What mother of teenaged children walks through a kitchen littered with empty beer cans and doesn't notice them?

OK, I haven't seen the movie in a long time, but my memory is that the floor isn't littered with empty beer cans. In other words, ET didn't down a case of beer. He had three, maybe four, if memory serves. Of course, that was enough to get him good and hammered, since he's a lightweight and all, and anyway by this point he's already kicked them into the corners of the kitchen. Couple that with the fact that the mother enters the house with her arms full of the dry-cleaning she's just picked up, and there's no problem here.

While we're on the subject of the mother and the kitchen, what is a woman with an unexceptional day job doing living in an $900,000 house in one of the posher parts of the Los Angeles area?

I guess Resnick slept through the dialogue bits when it's clearly established that this family is undergoing a divorce, and that the father has gone off to Mexico with a mistress?
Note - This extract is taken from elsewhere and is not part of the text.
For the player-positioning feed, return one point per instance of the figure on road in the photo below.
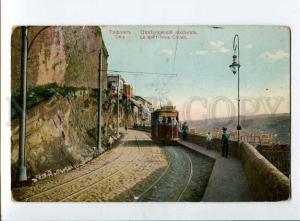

Clearly they have, until very recently, been a two-income family (and maybe still are; the script thankfully doesn't go into the whole alimony/child support/who-gets-the-house-in-the-settlement thing), so it's equally clear that the mother isn't paying for that nice house on a single income. (Not that we're ever told what, exactly, her job is -- and how much would that house have been, anyway, back in 1981 when the movie was made?)

Why does E.T. die? (Answer: so he can come back to life.)

Why does E.T. un-die? (Still awaiting an answer, even a silly one, for this.)

OK, these go pretty much unanswered. But he's an alien being on a planet that probably has all manner of pathogens unknown to him, he's under a bit of stress, and his diet whilst roaming this planet consists of cola, beer, and Reese's pieces.

Come to think of it, I'm now wondering why ET didn't die sooner.

As for un-dying, well, the movie doesn't address this much at all, but consider that ET himself can will a dying geranium back to life. So I'd surmise that his people are coming back to get him, and thus use whatever power they have to resuscitate him. Or something like that.

6. When E.T. finally calls home, the lights in the room don't even flicker. I'm no scientist, but I'd have figured the power required would have shorted out the whole city.

He doesn't "phone home" from inside. They go way out in the woods to do it, where they power the apparatus with a big flashlight battery. Who knows? And really, who cares?

I didn't see a lot of the other movies Resnick rips on, so I can't comment on those. Armageddon certainly does suck, I'll give him that one, at least.


Rob said...

He slags Alien and Blade Runner, two of the best sci-fi films ever made.

And he's obviously never read LOTR (my hatred for the films is besdie the point here).

Strike 3.

Roger Owen Green said...

My only point - and it's been years since I've seen E.T. - is that the monm was pretty harried, so I think it's quite possible to miss 3 or 4 cans of beer in her busy-ness.

Call me Paul said...

I don't follow a lot of links, but I had to go read that article. All I can say is, uh, Mike, your wife doesn't want to sit with you at movies're a dick! They're frickin' movies, OK? If you can't sit back an enjoy them, stop going. Damn it, just wait for them to come out on video so you can sit in the basement in your underwear and flick spittle at the screen in private while your wife goes about her business in real life (beacuse she has one).